When we start exploring Machine Learning or Data Science, we often find that NumPy array is used very often instead of python list. As a beginner, it is really tough to understand why we do it. It looks pretty similar to a beginner. So, today I will try to give a visual representation of why we should use a NumPy array instead of python list.

Let’s say, we have to multiply two lists of numbers and output the sum of the resulting list in python. Then what will we do? A very naive approach is given below:

list1 = [1, 3, 4]
list2 = [4, 5, 6]

result = list1[0]*list2[0] + list1[1]*list2[1] + list1[2]*list2[2]

print(result)

But, what happens if there are 1000 numbers on the list? Now, you can say that we can use a loop to do it.

list1 = [1, 3, 4, 7, 9, 11]
list2 = [4, 5, 6, 8, 12, 14]

result = 0
for i in range(0, len(list1)):
result += (list1[i] * list2[i])

print(result)

While this implementation is a bit better than the first one, this still isn’t that efficient. To make it more efficient, now I will introduce you to NumPy array. To do it, first of all, I will convert the two given lists into a NumPy array.

import numpy as np # it is an unofficial standard to use np for numpy

# this line will convert the list into numpy array
arr1 = np.array(list1)
arr2 = np.array(list2)

Now, we will use NumPy Dot Function to do our task.

result = np.dot(arr1, arr2)
print(result)

This method is called vectorization. This NumPy dot function is a vectorized implementation of the dot product operation between two vectors and especially when n (length of the list) is large, this will run much faster than the two previous code examples. I want to emphasize that vectorization actually has two distinct benefits. First, it makes code shorter, is now just one line of code. Isn’t that cool? Second, it also results in your code running much faster than either of the two previous implementations that did not use vectorization. The reason that the vectorized implementation is much faster is behind the scenes.
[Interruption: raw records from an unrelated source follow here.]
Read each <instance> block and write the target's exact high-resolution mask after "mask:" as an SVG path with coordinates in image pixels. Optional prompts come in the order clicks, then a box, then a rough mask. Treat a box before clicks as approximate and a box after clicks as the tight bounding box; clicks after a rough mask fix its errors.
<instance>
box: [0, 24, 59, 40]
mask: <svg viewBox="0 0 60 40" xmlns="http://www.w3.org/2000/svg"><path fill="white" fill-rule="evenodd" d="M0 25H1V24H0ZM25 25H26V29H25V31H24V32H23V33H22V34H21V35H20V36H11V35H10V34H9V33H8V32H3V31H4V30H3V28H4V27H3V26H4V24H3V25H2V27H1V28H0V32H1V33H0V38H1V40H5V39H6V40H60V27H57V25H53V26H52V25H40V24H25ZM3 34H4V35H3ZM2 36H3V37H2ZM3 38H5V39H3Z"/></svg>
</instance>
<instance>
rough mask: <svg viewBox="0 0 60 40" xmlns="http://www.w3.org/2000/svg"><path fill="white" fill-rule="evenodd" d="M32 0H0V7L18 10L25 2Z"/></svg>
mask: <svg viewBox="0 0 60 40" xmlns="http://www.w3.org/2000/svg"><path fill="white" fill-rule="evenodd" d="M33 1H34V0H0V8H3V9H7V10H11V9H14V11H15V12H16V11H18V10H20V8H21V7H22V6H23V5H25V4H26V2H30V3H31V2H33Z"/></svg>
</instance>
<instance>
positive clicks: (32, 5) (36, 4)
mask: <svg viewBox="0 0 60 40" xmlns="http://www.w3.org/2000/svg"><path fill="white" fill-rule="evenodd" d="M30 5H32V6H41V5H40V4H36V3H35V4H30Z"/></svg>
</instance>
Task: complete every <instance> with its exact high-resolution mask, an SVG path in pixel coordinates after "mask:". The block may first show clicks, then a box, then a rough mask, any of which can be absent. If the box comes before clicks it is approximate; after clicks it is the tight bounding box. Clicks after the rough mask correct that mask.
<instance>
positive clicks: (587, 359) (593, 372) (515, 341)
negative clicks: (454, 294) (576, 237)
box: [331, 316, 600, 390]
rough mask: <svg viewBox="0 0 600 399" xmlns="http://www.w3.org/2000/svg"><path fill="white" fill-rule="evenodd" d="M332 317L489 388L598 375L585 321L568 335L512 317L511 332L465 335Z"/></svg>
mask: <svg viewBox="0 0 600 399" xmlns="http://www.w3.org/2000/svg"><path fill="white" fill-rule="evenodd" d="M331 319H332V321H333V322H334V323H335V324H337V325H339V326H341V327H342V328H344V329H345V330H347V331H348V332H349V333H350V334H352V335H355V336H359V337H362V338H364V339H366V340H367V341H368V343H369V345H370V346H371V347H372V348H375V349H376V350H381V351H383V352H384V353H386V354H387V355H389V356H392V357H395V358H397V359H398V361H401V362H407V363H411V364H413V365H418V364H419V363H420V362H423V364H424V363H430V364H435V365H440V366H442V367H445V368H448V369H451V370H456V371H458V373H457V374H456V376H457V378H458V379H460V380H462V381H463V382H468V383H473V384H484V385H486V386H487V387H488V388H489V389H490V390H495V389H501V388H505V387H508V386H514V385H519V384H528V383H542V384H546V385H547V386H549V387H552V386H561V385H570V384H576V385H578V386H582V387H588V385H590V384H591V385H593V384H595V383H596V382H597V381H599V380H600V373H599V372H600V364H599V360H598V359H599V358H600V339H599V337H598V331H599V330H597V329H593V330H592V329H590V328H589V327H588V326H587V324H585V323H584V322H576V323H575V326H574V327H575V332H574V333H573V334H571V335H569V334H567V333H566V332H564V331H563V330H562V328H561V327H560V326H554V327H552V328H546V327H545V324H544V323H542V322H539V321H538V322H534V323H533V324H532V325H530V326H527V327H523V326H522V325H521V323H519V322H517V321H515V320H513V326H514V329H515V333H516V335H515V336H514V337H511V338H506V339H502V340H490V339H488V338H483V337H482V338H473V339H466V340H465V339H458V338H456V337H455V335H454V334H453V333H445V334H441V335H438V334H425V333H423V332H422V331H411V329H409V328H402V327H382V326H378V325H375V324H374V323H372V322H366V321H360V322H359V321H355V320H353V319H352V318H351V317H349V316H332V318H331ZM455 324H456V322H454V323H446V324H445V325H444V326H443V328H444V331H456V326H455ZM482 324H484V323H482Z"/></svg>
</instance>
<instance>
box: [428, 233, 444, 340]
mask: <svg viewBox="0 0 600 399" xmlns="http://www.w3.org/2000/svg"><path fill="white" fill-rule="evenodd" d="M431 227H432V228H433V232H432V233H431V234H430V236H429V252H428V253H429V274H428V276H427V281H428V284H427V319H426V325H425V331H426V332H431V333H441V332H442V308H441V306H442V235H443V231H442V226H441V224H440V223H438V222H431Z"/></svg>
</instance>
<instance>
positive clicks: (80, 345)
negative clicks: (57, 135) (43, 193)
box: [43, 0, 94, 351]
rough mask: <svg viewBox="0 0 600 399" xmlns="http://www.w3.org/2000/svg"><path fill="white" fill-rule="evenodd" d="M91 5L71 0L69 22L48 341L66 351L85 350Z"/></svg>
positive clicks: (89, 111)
The NumPy dot function is able to use parallel hardware in your computer and this is true whether you’re running this on a normal computer, that is on a normal computer CPU or if you are using a GPU, a graphics processor unit, that’s often used to accelerate machine learning jobs. The ability of the NumPy dot function to use parallel hardware makes it much more efficient than the for loop or the sequential calculation that we saw previously. Now, this version is much more practical when n is large.

Now, we will see if is vectorization actually faster or not. To see this run the code given below.

a = np.random.rand(10000000)  # very large arrays
b = np.random.rand(10000000)

tic = time.time() # capture start time
c = np.dot(a, b)
toc = time.time() # capture end time

print(f"np.dot(a, b) = {c:.4f}")
print(f"Vectorized version duration: {1000*(toc-tic):.4f} ms ")

tic = time.time() # capture start time
c = my_dot(a,b)
toc = time.time() # capture end time

print(f"my_dot(a, b) = {c:.4f}")
print(f"loop version duration: {1000*(toc-tic):.4f} ms ")

del(a);del(b) #remove these big arrays from memory


# this code is taken from 'Machine Learning Specialization' course of Coursera.

The output of the code is:

np.dot(a, b) =  2501072.5817
Vectorized version duration: 191.1116 ms
my_dot(a, b) = 2501072.5817
loop version duration: 10142.9269 ms

So, vectorization provides a large speed up in this example. This is because NumPy makes better use of available data parallelism in the underlying hardware. This is critical in Machine Learning where the data sets are often very large.

To recap, vectorization makes your code shorter, so hopefully easier to write and easier for you or others to read, and it also makes it run much faster.

There exists more importance of using a NumPy array. I just demonstrated one of them to understand easily.

--

--